If you’re in love with space exploration then you’ll fall for this: a picture of Earth (and five other planets) taken from the Voyager 1 spacecraft after it passed the orbit of Pluto in 1990, 26 years ago today. That image of our planet from almost 4 billion miles away inspired Carl Sagan to write his famous “Pale Blue Dot” passage, and reminds us that we are all just floating on “a mote of dust suspended in a sunbeam.”

This is from a post I originally published in 2010. I’ll keep trotting it out until it’s not cool anymore. (Which I don’t think will ever will NEVER happen.)

Venus, Earth, Jupiter, Saturn, Uranus and Neptune as seen by Voyager 1 in 1990 (Credit: NASA)

On February 14, 1990, after nearly 13 years of traveling the solar system, the Voyager 1 spacecraft passed the orbit of Pluto and turned its camera around to take a series of photos of the planets. The image above shows those photos, isolated from the original series and are left to right, top to bottom: Venus, Earth, Jupiter, Saturn, Uranus, and Neptune.

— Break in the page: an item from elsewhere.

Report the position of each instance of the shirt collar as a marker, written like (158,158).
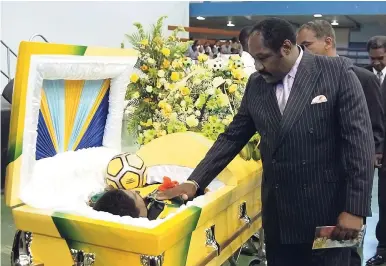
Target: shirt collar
(294,68)
(383,71)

From that distance, over 4 billion miles from the Sun, the planets each appear as little more than a bright dot against the vastness of interplanetary space.

“That’s here. That’s home. That’s us. On it everyone you love, everyone you know, everyone you ever heard of, every human being who ever was, lived out their lives. … There is perhaps no better demonstration of the folly of human conceits than this distant image of our tiny world.”